If you love literary, heartfelt middle grade, you are going to love WAITING FOR UNICORNS, by Beth Hautala. I adored 12-year-old Talia, who is still grieving the death of her mother when her whale-researcher father drags her to the frozen world of Churchill, Manitoba for the summer. The novel is chock-full of well-rounded, diverse characters, like Sura, the Inuit woman Talia must live with, and Simon, the guitar-playing 14-year-old whose bird-watching grandfather is known simply as The Birdman.

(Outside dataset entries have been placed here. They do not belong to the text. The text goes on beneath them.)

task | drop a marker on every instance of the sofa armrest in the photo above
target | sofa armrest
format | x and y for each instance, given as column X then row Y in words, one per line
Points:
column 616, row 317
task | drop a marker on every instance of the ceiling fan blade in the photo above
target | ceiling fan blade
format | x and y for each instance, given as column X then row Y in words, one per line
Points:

But the best thing about WAITING FOR UNICORNS? The scene that brought me to tears? Here’s a glimpse:
I stared out at the bay and spotted a tern hanging suspended over the water. And then it tucked its wings, plummeting toward the dark blue water, pulling up at the very last minute with a tiny fish in its beak.
“Do you think the first time he did that, he knew he’d be able to come back up again?” I asked. “That he wouldn’t dive straight in the water and never come out?”
“I guarantee you he did not,” the Birdman said, and he turned to look at me. “But he did it anyway, and quickly discovered he was made to plunge and rise. It’s only because of his endless plunging and rising that he can fly as far as he does. Without that, he would never be able to make the journey.”
The metaphor, of course, was meant for Talia, but it applies to all of us.Especially, I think, to writers.
Go now. Read this book. It will touch your heart.